Тут и лес, и поле — всего вволю, хошь бегом беги, а сможешь, так лётом лети, крылы-крылышки выпускай, до неба доставай. Про Тобольск наш разные сказы сказывают, байки бают, старину вспоминают. Кто в нем не бывал, тот и счастья не знавал.

Таких, как у нас, девок-припевок, нигде в мире не сыщешь, зря жизнь просвищешь; а парней-богатырей — сто пар сапог собьешь и за Уралом не найдешь; а наших дедов-мудрецов Бог умом наградил, в первый ряд посадил; а нашенские бабы такие шаньги пекут, что слюнки по подолу сами текут.

И все эти чудеса-разности в Тобольске-городе водятся, до сих пор не переводятся. Тут и Богу служат, в колокола бьют, а праздник подходит, и винца попьют. Все под Богом ходят, да далече не заходят: хошь ты русский, хоть татарин или иной басурманин.

Не город, а сказка, для души ласка. И живется, и дышится легко-легонько, день за днем бежит потихоньку, пусть не быстро, но главное не корыстно. Живи, радуйся, сколько хошь, а добрых людей дурным словом не тревожь.

Есть еще в Сибири город Тюмень, пыль собирала со всех деревень. Что у нас в Тобольске не прижилось, то в ней завелось. Тем и пользуются-радуются, на большее не оглядываются.

А ведь могло такое случиться, что и город бы наш не родился.

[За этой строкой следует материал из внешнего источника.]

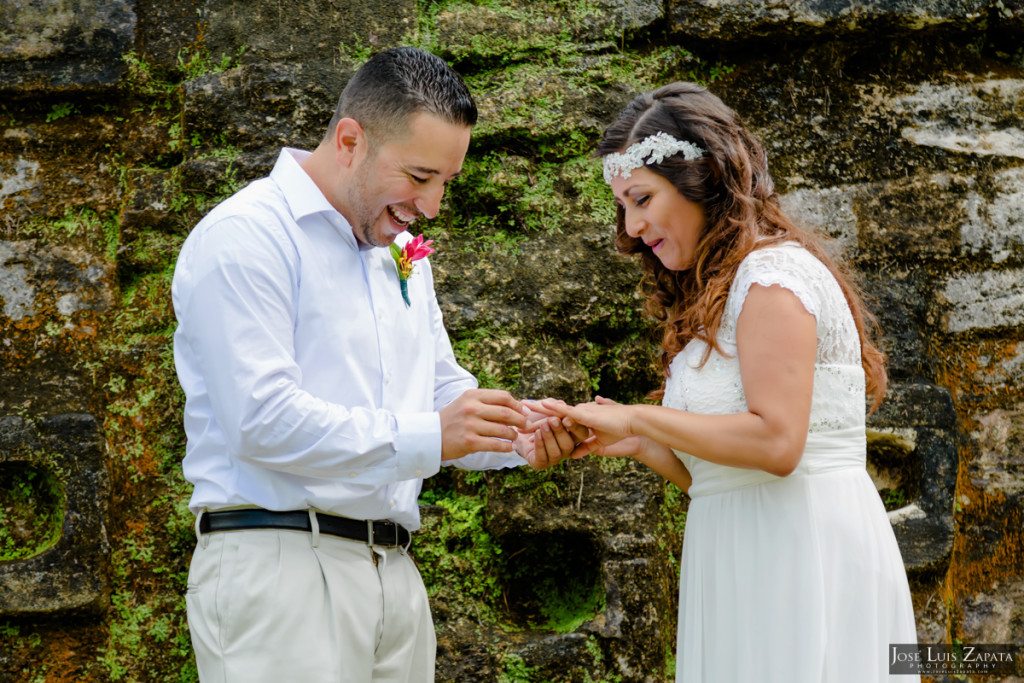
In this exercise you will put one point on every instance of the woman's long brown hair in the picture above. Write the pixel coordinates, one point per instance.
(732, 183)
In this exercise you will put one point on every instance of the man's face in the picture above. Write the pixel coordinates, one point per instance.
(403, 178)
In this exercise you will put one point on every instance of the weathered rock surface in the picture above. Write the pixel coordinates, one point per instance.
(72, 575)
(64, 45)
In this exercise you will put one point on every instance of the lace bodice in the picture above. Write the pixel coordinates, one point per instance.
(839, 379)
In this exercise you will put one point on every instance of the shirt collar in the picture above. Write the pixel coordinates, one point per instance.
(301, 194)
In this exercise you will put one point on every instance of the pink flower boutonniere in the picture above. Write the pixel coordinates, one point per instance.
(415, 250)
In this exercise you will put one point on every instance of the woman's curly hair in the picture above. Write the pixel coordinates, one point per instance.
(732, 183)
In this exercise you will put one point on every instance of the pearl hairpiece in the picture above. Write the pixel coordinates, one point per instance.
(651, 150)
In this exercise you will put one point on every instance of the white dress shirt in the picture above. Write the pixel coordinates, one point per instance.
(308, 381)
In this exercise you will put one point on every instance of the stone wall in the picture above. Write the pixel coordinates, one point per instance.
(893, 127)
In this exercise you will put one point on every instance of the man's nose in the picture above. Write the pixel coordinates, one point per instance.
(429, 202)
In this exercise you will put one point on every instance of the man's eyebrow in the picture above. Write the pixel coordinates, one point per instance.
(432, 171)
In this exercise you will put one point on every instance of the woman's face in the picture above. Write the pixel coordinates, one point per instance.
(670, 224)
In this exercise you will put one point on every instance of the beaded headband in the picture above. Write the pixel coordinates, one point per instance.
(651, 150)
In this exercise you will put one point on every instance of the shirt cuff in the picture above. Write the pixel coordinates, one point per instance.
(418, 444)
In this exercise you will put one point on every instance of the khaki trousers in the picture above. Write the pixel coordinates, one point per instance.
(279, 606)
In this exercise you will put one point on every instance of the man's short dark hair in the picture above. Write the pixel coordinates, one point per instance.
(396, 83)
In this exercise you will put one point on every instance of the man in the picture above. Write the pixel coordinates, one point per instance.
(317, 398)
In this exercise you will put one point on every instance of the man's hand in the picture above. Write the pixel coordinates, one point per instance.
(607, 422)
(552, 439)
(480, 420)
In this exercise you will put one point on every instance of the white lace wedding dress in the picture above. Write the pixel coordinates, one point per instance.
(797, 579)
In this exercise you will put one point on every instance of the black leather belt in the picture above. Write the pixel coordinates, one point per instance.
(369, 531)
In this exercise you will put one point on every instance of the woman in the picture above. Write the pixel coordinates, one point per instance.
(791, 572)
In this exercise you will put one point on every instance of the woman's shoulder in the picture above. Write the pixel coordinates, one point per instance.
(787, 264)
(780, 254)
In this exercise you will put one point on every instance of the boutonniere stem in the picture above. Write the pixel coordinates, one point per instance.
(414, 250)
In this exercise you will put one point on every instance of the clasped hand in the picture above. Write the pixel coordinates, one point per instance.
(494, 420)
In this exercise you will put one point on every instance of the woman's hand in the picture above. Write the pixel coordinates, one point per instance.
(547, 439)
(607, 422)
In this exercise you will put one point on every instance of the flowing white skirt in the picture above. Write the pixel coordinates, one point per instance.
(798, 580)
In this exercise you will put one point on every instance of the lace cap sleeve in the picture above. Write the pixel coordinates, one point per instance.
(788, 265)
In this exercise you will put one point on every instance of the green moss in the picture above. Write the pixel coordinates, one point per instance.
(457, 556)
(76, 226)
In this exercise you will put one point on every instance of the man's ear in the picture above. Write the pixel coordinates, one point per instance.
(349, 141)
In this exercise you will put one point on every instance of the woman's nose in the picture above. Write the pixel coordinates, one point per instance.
(634, 224)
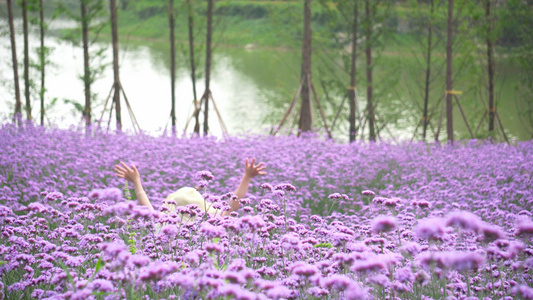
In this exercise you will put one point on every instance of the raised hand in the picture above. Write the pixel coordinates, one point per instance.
(251, 169)
(130, 174)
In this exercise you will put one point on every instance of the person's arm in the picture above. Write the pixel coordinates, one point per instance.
(250, 171)
(132, 175)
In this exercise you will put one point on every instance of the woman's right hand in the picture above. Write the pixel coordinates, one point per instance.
(130, 174)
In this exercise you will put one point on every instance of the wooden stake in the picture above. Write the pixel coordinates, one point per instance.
(339, 111)
(105, 105)
(222, 125)
(320, 109)
(482, 119)
(197, 107)
(501, 127)
(464, 117)
(440, 119)
(291, 106)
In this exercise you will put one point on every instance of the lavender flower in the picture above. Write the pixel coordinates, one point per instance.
(383, 224)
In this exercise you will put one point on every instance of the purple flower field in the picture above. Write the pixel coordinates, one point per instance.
(328, 221)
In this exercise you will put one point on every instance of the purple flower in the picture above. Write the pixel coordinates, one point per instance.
(157, 270)
(303, 269)
(368, 193)
(53, 196)
(267, 186)
(464, 220)
(102, 285)
(170, 230)
(383, 224)
(205, 175)
(279, 292)
(285, 187)
(524, 228)
(430, 229)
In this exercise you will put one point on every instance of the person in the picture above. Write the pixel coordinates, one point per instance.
(189, 195)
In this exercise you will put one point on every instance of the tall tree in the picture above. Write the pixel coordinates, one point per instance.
(428, 69)
(490, 62)
(306, 118)
(172, 65)
(352, 89)
(18, 105)
(42, 58)
(117, 87)
(369, 83)
(26, 59)
(86, 70)
(193, 65)
(208, 64)
(449, 80)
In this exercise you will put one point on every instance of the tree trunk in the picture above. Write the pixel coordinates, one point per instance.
(449, 83)
(352, 133)
(18, 105)
(208, 63)
(26, 59)
(172, 65)
(428, 72)
(369, 84)
(116, 96)
(490, 65)
(306, 121)
(86, 70)
(193, 66)
(42, 58)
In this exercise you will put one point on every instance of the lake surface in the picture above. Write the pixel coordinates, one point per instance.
(251, 88)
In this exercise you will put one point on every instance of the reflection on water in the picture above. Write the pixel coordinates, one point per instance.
(252, 89)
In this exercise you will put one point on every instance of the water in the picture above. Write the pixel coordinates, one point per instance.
(251, 88)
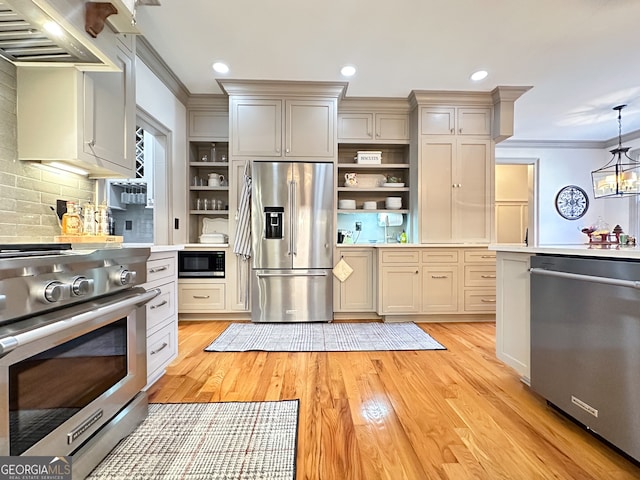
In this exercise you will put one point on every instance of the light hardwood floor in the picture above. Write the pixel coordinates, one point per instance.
(456, 414)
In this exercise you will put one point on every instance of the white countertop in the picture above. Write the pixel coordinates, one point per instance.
(206, 246)
(410, 245)
(583, 250)
(154, 248)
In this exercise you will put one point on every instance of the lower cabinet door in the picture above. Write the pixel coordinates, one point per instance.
(357, 292)
(201, 297)
(400, 292)
(439, 289)
(162, 348)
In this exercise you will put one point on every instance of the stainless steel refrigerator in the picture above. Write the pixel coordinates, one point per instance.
(292, 241)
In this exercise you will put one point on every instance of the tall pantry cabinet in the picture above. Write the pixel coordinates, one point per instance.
(452, 151)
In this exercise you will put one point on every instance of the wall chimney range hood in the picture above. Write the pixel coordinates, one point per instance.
(34, 32)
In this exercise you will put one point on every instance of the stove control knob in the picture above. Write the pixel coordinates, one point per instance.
(54, 292)
(82, 286)
(125, 277)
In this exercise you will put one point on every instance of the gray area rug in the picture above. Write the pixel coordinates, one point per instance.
(322, 337)
(207, 441)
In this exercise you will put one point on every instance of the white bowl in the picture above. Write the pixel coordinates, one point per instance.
(347, 204)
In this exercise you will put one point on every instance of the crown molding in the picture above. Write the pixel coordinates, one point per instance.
(214, 101)
(283, 88)
(148, 55)
(511, 143)
(449, 97)
(377, 104)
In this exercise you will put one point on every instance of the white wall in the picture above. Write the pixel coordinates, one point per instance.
(158, 101)
(558, 167)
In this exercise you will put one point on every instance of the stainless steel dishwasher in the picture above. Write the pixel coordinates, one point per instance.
(585, 343)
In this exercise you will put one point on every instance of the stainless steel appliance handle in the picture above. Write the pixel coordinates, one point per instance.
(292, 274)
(294, 218)
(587, 278)
(290, 201)
(10, 343)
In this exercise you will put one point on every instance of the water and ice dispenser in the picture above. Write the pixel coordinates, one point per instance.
(273, 222)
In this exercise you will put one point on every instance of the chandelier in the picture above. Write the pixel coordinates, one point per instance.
(621, 175)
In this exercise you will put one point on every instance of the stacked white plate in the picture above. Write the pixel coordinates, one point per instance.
(347, 204)
(393, 203)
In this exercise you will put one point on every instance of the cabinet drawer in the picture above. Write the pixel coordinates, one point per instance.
(201, 297)
(161, 307)
(479, 256)
(479, 276)
(480, 301)
(158, 268)
(162, 347)
(439, 256)
(400, 256)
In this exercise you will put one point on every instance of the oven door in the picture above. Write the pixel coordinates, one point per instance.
(70, 372)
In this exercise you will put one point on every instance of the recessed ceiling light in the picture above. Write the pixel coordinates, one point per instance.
(348, 71)
(221, 67)
(479, 75)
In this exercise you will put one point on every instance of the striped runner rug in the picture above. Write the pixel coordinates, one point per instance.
(205, 441)
(323, 337)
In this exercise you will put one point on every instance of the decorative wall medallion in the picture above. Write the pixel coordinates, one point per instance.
(572, 202)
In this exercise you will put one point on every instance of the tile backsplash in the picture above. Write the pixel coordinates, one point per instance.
(27, 191)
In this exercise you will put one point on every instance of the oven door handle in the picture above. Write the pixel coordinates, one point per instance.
(8, 344)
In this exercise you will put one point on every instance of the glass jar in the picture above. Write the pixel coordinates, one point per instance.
(71, 224)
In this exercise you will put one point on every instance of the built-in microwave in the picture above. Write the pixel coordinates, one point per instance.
(201, 264)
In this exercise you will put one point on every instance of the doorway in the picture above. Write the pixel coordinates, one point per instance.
(157, 145)
(515, 201)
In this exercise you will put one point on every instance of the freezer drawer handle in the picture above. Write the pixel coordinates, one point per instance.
(293, 274)
(587, 278)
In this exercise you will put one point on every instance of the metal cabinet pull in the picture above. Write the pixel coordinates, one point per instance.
(162, 303)
(162, 347)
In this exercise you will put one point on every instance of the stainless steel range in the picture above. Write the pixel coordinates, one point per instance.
(72, 350)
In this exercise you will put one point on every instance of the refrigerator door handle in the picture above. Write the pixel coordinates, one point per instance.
(289, 202)
(292, 274)
(294, 218)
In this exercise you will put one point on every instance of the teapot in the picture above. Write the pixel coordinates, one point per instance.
(216, 180)
(350, 180)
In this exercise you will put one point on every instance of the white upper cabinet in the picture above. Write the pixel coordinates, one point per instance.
(272, 119)
(283, 127)
(437, 120)
(373, 127)
(380, 120)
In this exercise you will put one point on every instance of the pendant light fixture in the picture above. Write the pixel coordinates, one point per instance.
(621, 175)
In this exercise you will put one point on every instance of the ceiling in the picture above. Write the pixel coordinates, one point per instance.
(582, 57)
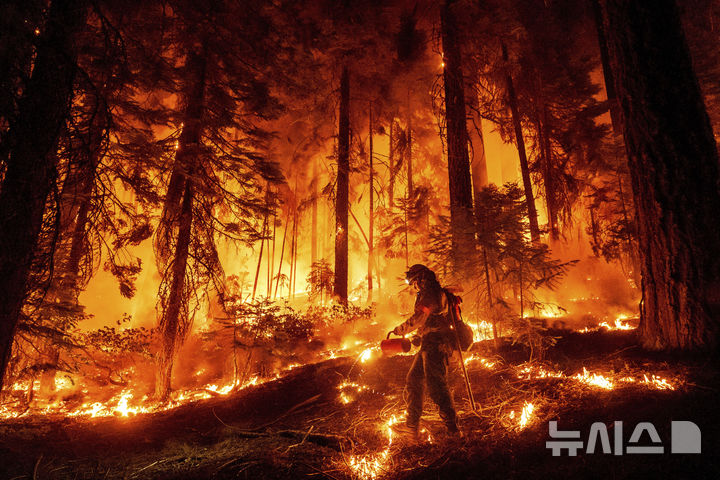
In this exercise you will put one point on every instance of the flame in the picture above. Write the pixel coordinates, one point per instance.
(528, 409)
(594, 380)
(366, 355)
(372, 466)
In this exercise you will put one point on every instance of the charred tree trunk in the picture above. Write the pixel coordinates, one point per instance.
(282, 255)
(546, 158)
(70, 249)
(30, 173)
(673, 164)
(613, 105)
(408, 153)
(342, 195)
(177, 223)
(171, 325)
(461, 217)
(478, 161)
(520, 142)
(313, 246)
(392, 168)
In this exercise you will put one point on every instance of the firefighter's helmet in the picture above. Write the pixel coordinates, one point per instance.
(418, 272)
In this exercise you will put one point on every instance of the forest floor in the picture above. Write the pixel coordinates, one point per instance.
(330, 420)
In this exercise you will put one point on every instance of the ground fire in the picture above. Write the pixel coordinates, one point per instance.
(359, 240)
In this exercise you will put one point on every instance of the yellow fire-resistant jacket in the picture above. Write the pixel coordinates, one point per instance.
(431, 313)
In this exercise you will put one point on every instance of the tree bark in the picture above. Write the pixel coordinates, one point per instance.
(478, 160)
(461, 217)
(342, 194)
(520, 142)
(673, 164)
(547, 172)
(30, 173)
(178, 222)
(371, 219)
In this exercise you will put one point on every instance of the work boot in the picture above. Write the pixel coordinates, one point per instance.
(405, 431)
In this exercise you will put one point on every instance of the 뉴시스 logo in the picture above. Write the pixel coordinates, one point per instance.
(685, 438)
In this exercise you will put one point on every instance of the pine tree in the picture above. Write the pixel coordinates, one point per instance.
(42, 112)
(673, 163)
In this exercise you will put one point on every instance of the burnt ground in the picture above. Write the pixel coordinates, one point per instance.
(298, 427)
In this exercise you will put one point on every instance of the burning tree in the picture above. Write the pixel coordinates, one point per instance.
(29, 148)
(218, 144)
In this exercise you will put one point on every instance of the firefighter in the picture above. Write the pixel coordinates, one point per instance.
(430, 365)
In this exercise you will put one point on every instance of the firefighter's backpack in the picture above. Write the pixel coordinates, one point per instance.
(464, 332)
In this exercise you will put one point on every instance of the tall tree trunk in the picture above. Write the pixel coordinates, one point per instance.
(372, 208)
(478, 161)
(461, 217)
(293, 267)
(262, 245)
(282, 255)
(171, 324)
(30, 170)
(177, 221)
(613, 104)
(520, 142)
(342, 195)
(408, 152)
(673, 164)
(392, 168)
(76, 201)
(547, 172)
(313, 246)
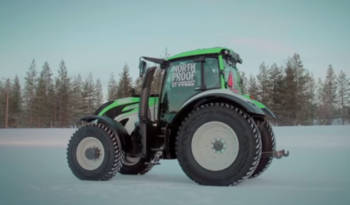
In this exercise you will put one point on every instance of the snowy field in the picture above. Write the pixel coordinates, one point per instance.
(33, 170)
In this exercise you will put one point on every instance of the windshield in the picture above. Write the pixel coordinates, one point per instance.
(232, 76)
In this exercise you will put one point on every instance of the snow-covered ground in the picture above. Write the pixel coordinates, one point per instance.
(33, 170)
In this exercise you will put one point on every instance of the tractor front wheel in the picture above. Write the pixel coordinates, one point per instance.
(268, 146)
(94, 153)
(218, 144)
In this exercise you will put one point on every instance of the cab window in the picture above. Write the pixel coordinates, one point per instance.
(232, 77)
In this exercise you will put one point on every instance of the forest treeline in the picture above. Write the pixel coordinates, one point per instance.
(55, 99)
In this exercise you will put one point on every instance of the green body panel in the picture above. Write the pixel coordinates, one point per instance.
(198, 52)
(222, 68)
(132, 105)
(257, 103)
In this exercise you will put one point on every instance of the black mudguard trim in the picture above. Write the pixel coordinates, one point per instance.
(114, 125)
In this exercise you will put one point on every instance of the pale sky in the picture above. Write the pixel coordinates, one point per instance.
(101, 36)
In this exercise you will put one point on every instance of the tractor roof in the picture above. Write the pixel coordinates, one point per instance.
(205, 51)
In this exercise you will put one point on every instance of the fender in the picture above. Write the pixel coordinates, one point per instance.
(223, 95)
(114, 125)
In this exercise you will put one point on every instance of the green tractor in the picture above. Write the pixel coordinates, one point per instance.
(198, 116)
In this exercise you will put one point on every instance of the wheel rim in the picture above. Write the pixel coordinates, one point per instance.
(130, 160)
(215, 146)
(90, 153)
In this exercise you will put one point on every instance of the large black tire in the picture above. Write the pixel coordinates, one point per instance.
(268, 146)
(245, 132)
(85, 148)
(134, 166)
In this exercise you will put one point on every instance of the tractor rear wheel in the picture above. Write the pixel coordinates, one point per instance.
(218, 144)
(94, 153)
(268, 146)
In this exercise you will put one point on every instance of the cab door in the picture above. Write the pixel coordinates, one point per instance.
(184, 80)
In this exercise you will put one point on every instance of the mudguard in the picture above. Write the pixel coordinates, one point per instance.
(114, 125)
(228, 95)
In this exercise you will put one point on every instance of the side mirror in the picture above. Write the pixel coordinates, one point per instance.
(142, 67)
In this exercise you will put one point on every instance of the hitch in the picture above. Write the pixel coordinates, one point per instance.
(278, 154)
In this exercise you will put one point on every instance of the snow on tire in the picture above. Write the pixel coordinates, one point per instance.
(218, 144)
(268, 146)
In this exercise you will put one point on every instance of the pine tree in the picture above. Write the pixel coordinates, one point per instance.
(29, 94)
(244, 82)
(253, 89)
(6, 101)
(15, 108)
(63, 97)
(289, 96)
(43, 98)
(98, 94)
(88, 91)
(77, 100)
(343, 95)
(275, 76)
(124, 86)
(2, 103)
(328, 96)
(112, 88)
(263, 84)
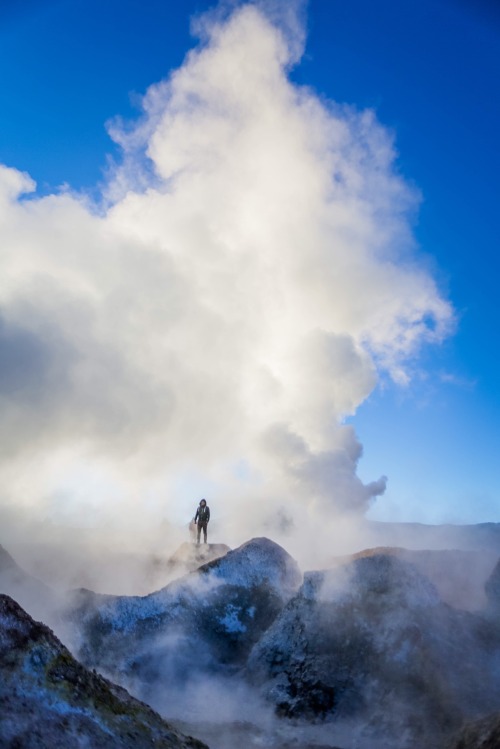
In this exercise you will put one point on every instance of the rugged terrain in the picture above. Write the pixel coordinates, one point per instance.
(389, 648)
(48, 699)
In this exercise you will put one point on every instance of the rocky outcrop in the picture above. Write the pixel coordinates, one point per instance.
(492, 589)
(372, 641)
(205, 622)
(48, 699)
(479, 734)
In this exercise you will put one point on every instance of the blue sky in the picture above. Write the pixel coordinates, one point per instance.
(430, 70)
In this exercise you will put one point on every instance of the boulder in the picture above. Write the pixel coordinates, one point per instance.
(48, 699)
(373, 642)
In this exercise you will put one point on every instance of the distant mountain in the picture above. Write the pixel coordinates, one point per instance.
(39, 599)
(48, 699)
(478, 537)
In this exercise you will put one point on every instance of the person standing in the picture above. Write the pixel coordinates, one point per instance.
(202, 518)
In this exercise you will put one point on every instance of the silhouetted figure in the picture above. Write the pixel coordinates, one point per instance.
(202, 518)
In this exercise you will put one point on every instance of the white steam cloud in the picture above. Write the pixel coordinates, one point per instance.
(206, 332)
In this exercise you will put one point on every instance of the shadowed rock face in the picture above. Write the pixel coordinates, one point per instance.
(373, 640)
(207, 621)
(479, 734)
(493, 590)
(48, 699)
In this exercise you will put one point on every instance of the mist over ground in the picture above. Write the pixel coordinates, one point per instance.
(247, 278)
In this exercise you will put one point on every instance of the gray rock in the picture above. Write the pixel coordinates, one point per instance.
(372, 641)
(205, 622)
(48, 699)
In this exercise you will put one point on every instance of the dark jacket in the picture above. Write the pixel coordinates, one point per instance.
(202, 514)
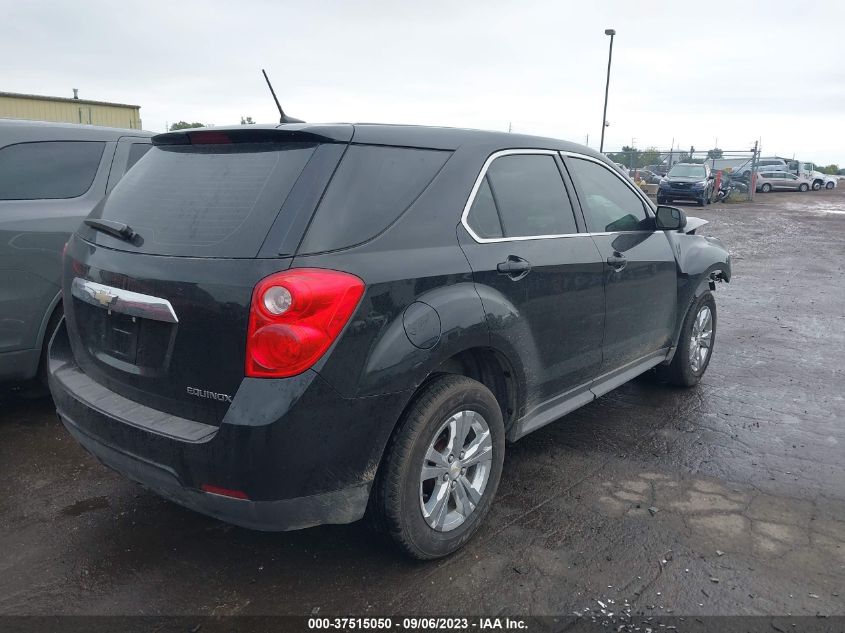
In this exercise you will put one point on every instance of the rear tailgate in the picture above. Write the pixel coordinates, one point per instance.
(162, 318)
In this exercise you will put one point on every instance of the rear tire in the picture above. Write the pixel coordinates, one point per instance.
(684, 370)
(446, 408)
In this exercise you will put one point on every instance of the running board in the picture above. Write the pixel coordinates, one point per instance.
(559, 406)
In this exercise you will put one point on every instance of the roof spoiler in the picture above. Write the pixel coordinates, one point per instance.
(250, 134)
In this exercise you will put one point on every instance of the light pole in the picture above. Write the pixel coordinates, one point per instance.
(610, 32)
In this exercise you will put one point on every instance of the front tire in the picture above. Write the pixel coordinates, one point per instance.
(441, 468)
(695, 345)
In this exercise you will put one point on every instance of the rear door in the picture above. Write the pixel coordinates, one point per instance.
(161, 318)
(527, 250)
(640, 274)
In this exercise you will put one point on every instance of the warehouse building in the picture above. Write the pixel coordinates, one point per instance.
(74, 110)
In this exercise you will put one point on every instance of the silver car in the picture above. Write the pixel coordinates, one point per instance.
(772, 180)
(51, 177)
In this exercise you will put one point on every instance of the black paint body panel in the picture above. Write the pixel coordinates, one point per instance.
(432, 292)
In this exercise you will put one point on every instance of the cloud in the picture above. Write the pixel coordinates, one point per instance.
(680, 71)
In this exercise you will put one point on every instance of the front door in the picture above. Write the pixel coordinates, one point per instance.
(640, 273)
(539, 277)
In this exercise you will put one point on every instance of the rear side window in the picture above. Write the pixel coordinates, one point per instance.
(522, 195)
(609, 204)
(48, 170)
(483, 215)
(204, 200)
(372, 187)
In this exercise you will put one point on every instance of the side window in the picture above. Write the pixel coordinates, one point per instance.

Да видать случай к нам, с Божией помощью, лицом повернулся, — сам Господь помог, в бороду улыбнулся, по его воле не в чистом поле, а в добром месте город заложили, крепость срубили, чтобы жили все в радости, да творили благости.

Давненько то было, да не все позабыли, как прибыли из-за Иртыш-реки стрельцы-казачки с воеводой Данилой по прозванию Чулковым, мужиком толковым. Дал им царь Федор, самого Грозного Ивана сын, указ, чтоб тот воевода крепкую крепость срубил-сладил, на крутом берегу поставил.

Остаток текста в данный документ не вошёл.